Home » Undergraduate » Gabelli team wins at International Business Ethics competition

Gabelli team wins at International Business Ethics competition

Undergraduate | Apr 28, 2015 |
Four Gabelli School seniors won at the International Business Ethics Case Competition in New Orleans.

Four Gabelli School seniors won at the International Business Ethics Case Competition in New Orleans.

A team of four Gabelli School of Business seniors took home one first place and two runner-up finishes in last week’s International Business Ethics Case Competition.

Gabriela Cinkova, Ross Garlick, Kathleen “KC” Schmitz and Lauren Teske placed first in the 10-minute format of the competition and were the runners-up in both the 90-second and 60-minute format in the competition, held in New Orleans.

The competition challenges students to examine a real-world ethical dilemma and come up with legal and ethical solutions. Participants came from all over the globe, representing Loyola Marymount University in Los Angeles; Boston College; DeGroote School of Business; McMaster University in Hamilton, Ontario; Global Business School of Barcelona; and Hong Kong University of Science and Technology, among others.

The Fordham students’ presentation was on self-driving cars and their potential impact on safety.

“The presentation actually was not the ethics of self-driving cars themselves.

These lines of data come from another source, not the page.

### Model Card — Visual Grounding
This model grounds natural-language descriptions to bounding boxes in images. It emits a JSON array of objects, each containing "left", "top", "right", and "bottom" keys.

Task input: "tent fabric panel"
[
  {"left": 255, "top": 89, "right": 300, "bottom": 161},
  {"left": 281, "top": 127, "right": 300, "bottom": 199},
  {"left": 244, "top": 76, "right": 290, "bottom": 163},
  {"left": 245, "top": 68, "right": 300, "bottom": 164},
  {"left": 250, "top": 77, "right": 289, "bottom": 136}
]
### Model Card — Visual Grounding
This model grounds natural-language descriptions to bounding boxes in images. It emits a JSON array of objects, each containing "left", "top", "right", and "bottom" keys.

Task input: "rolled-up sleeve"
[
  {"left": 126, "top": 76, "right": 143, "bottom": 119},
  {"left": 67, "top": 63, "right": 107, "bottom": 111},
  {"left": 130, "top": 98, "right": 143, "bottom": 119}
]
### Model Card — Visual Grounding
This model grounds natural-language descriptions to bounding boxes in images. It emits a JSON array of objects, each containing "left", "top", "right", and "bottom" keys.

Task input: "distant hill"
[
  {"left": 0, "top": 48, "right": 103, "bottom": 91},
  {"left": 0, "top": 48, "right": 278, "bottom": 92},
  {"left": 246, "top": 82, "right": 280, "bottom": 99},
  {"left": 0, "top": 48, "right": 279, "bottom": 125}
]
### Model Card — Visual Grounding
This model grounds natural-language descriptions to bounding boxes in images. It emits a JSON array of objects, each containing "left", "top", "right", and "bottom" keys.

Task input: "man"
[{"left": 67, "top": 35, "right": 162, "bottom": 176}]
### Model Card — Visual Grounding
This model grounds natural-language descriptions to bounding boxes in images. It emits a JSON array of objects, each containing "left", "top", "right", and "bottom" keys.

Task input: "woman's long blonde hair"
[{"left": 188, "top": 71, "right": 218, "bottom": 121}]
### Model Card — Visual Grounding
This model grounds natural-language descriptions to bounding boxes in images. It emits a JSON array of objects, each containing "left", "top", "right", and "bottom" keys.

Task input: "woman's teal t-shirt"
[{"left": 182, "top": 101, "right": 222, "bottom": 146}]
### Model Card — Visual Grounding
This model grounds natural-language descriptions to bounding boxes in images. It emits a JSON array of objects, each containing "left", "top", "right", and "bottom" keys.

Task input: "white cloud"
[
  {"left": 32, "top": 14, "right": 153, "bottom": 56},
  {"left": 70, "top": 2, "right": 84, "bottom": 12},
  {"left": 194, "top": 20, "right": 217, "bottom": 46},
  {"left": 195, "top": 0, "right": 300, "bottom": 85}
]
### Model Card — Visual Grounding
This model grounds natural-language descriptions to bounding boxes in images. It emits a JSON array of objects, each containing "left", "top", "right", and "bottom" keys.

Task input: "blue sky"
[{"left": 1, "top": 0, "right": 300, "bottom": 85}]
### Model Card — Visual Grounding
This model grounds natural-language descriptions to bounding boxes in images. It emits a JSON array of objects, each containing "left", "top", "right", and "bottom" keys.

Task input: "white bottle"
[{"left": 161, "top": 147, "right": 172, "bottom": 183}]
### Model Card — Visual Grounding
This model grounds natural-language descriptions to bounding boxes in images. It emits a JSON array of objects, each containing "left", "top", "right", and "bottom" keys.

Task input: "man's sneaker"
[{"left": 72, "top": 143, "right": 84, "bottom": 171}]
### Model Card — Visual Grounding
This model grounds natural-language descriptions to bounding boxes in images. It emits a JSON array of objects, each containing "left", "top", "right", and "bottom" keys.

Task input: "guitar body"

The students made the assumption that the entrance of self-driving cars into the marketplace is inevitable,” said Assistant Dean Greer Jason-DiBartolo, who accompanied the students to New Orleans. “What they were looking to do was to serve as a fictional consulting group to Google, because the cars are going to have to be embedded with a decision-making framework of what to do in the event of an unavoidable accident.”

In essence: If an accident were about to happen, should the car be programmed to protect its occupants, or the pedestrians and other drivers around it?

“Our case dealt with hypotheticals and the future,” Schmitz said. “We weren’t trying to argue about whether or not self-driving cars should exist; rather, how we should program them assuming they will exist.”

Their discussion, “Hardwiring Ethics: The Self-Driving Care Dilemma,” won first place in Fordham’s inaugural Undergraduate Business Ethics Case Competition, sponsored by the Center for Ethics Education, and earned them a place in New Orleans.

“The judges afterward actually came to us and remarked at how pleased they were at how successful our students were in their performance because this is our first year in the competition,” Jason-DiBartolo said. “They said that sometimes it takes several years for students to perform as well as they do.”

Schmitz said that was a direct result of the work with Jason-DiBartolo and Assistant Professor Miguel Alzola.

“Dean Jason and Professor Alzola were incredible at organizing practices and feedback sessions with various staff members, from faculty members and deans, to professors with certain levels of expertise,” Schmitz said.

“We’re really grateful for everyone who was involved in helping us prepare.”